Il primo effetto lo abbiamo scoperto questa estate: se a causa dell’innalzamento delle temperature viene meno il deposito invernale, un evento siccitoso non è controbilanciato dall’immissione di acqua nelle falde garantita dai ghiacciai che rappresentano il 75% della nostra riserva di acqua potabile. Fiumi e sorgenti non hanno una portata accettabile e l’utilizzo dell’acqua deve essere razionato. A breve i grandi impianti idroelettrici potrebbero non essere più in grado di funzionare: è lo scioglimento estivo del ghiacciaio del Gorner ad alimentare la più grande centrale idroelettrica d’Europa (diga della Grande Dixence, ndr). Dati scientifici certi dicono che tra vent’anni il livello del mare si alzerà di 27 cm a causa dello scioglimento delle calotte glaciali. Significa che, per effetto dei cambiamenti climatici prodotti dall’attività antropica, oltre a Venezia saranno in pericolo città enormi come Bangkok, Singapore e Miami.

Francesco, in rapporto ai cambiamenti climatici, quali sono fragilità e punti di forza della Lessinia?

La mia famiglia è di Bosco Chiesanuova e io sono tornato a viverci nel 2019. Penso che i Comuni di montagna abbiano un’opportunità straordinaria nel contesto del cambiamento climatico in atto: essere esempi virtuosi di comunità a impatto prossimo allo zero, grazie ad una politica locale vicina al territorio e che incentiva la sostenibilità a 360 gradi.

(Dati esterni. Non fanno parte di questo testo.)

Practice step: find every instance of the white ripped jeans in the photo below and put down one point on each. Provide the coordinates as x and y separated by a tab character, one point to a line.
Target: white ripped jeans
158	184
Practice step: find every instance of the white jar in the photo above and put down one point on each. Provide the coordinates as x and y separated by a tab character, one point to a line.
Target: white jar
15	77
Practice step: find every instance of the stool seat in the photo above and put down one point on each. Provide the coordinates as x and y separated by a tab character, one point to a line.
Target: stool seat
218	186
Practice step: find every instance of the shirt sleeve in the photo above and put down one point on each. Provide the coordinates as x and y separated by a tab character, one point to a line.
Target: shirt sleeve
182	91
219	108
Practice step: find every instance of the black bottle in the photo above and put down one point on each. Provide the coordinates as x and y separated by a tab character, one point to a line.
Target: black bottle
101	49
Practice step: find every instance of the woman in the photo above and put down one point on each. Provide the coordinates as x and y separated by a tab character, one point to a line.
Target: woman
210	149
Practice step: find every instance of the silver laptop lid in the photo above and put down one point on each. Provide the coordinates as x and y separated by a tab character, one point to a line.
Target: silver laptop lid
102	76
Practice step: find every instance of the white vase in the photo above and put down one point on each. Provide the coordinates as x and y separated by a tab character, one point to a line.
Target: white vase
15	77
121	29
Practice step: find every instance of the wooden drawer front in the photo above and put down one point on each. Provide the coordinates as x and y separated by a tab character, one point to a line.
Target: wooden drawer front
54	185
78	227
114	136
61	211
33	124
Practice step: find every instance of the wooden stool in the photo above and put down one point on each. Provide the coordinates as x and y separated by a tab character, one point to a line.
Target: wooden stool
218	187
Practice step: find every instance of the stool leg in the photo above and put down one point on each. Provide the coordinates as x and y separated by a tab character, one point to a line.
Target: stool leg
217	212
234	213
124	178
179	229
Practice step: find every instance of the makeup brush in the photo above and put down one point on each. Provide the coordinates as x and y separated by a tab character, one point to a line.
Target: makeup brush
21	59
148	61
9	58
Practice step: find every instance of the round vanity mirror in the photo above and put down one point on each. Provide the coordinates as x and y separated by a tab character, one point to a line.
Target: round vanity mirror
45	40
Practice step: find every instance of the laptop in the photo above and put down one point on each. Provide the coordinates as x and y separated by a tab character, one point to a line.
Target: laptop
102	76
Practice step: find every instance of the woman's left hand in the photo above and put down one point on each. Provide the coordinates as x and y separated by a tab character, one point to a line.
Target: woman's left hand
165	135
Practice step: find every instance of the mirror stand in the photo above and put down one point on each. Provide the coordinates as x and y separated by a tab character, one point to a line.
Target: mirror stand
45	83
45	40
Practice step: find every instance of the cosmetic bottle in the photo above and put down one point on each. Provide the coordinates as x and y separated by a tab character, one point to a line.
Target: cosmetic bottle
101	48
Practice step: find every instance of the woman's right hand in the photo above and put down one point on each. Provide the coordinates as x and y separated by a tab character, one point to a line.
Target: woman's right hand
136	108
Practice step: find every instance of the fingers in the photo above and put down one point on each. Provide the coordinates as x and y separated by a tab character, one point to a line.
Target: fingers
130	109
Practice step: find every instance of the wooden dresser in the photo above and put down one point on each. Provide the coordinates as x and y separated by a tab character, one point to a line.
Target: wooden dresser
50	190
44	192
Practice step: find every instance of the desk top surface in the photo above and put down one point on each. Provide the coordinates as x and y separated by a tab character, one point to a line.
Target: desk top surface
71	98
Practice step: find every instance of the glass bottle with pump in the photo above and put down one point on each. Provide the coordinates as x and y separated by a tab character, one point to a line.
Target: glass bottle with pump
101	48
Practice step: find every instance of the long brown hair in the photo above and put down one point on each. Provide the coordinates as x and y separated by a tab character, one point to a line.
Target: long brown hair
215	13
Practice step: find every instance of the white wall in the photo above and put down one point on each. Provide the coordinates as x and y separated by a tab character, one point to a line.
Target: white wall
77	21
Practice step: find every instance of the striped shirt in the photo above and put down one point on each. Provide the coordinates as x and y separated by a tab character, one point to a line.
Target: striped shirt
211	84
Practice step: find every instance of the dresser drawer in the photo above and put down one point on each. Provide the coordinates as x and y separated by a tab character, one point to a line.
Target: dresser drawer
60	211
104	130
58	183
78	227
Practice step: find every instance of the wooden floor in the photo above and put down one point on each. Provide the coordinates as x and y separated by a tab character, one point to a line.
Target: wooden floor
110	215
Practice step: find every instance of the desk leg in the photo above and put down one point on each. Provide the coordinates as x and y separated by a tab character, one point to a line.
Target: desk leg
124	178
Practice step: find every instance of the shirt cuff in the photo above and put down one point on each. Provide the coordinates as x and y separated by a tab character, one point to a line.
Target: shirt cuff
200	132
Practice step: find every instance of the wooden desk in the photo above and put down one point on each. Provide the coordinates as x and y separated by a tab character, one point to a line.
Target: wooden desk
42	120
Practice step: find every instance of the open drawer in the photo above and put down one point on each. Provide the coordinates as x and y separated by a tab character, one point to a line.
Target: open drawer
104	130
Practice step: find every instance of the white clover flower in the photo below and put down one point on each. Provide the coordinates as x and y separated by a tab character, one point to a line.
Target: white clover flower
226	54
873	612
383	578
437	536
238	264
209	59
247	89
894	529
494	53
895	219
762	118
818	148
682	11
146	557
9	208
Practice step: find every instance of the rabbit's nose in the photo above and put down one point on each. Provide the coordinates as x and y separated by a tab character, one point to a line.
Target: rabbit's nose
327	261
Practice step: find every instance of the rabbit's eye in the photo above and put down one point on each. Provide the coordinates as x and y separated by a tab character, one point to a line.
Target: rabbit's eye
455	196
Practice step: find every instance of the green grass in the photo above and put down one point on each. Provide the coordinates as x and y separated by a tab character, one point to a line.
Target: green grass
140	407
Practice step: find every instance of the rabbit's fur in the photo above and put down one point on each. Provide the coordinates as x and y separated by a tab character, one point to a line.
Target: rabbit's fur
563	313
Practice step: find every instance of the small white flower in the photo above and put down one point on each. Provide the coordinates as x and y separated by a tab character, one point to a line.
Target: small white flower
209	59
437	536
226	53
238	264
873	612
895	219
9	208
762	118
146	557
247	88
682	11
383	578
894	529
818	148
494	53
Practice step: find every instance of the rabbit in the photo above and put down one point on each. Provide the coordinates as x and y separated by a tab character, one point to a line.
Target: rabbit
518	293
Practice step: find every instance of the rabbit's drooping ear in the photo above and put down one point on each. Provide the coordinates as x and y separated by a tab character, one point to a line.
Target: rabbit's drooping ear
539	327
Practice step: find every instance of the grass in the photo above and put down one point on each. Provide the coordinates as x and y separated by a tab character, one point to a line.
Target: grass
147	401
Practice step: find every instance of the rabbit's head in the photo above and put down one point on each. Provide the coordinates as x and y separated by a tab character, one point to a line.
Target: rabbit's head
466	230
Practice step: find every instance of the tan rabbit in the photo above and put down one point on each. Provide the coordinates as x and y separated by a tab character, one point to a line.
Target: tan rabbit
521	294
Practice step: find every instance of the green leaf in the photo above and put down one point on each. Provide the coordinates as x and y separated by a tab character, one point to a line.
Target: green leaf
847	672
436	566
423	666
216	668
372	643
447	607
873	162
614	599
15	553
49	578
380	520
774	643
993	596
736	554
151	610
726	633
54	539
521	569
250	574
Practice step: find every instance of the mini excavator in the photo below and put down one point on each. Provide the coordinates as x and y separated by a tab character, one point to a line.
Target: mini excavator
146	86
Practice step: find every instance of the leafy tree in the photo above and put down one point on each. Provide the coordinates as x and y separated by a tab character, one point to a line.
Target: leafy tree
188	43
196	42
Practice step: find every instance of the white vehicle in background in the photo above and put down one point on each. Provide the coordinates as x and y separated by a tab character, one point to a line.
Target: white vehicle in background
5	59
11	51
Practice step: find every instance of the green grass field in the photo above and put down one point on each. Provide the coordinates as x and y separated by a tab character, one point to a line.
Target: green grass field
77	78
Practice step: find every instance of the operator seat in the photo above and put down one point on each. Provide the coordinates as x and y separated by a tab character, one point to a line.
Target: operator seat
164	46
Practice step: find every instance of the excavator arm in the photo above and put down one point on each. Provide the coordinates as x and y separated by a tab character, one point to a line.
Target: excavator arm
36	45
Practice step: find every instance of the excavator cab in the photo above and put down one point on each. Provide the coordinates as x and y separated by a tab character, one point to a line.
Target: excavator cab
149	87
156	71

Bosco Chiesanuova, ad esempio, ha intrapreso questo percorso con investimenti importanti sui servizi per tutte le fasce d’età, dotandosi di soluzioni sostenibili. I cambiamenti climatici richiederanno anche un ripensamento del modello economico su cui sono basati allevamenti e coltivazioni, così come un approccio strutturato alla gestione dei flussi turistici, che incentivi la mobilità pubblica e sostenibile e distribuisca le iniziative, e quindi le persone, in tutto il territorio. La Lessinia – e la montagna in generale – è un luogo fortunato perché a fronte di qualche complessità congenita per chi la abita, offre e continuerà ad offrire a livello climatico una qualità di vita nettamente superiore.